Amrod paused, maybe for too long. The wind howled, snow lashing the windows. A log shifted in the fire, throwing up a flurry of sparks, sparks like the ones over the waters at Losgar, the ones mirrored in Father's dark, crazed eyes, the ones that had heralded his brother's death...

_I let him go back. I let him burn._

Celegorm narrowed his eyes. "Don't tell me you don't remember. I know that's a lie."

"He looked out at the shores at Losgar. And he smiled and said, 'isn't it beautiful?'" Amrod blinked back the sudden sting in his eyes. "Telvo... Telvo was always the one that believed in happy endings."

(there was fire on the water, fire of betrayal, and he was alone for the first time in his life)

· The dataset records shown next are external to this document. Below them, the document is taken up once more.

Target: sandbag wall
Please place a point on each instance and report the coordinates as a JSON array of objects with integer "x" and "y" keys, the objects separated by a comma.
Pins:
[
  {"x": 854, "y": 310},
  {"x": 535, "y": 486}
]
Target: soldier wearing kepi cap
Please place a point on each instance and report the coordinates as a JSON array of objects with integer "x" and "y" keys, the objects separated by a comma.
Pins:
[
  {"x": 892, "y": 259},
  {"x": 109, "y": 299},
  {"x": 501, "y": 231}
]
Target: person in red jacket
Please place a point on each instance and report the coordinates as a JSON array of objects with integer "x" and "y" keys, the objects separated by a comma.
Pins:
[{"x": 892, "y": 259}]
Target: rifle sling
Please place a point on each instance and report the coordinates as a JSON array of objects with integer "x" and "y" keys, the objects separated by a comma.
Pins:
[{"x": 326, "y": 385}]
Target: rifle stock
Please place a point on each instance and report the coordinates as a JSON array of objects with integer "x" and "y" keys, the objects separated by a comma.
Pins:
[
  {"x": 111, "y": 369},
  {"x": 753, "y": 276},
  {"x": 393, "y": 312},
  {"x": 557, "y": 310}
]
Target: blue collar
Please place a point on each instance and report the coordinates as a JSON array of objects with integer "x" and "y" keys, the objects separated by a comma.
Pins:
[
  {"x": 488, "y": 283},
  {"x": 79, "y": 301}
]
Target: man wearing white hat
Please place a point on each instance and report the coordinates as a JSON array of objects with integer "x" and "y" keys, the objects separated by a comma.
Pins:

"And then he went back and burned with the ships." It was said callously, bitterly. "And none of us got a happy ending, did we? Especially him. Not that we deserved one." Celegorm buried his face in one hand with a small sigh. "Do you think they'll forgive us, Pityo?"

"Who?"

Celegorm's eyes were blank as he looked up. "Everyone. Father. Telvo. Findaráto. Who else?"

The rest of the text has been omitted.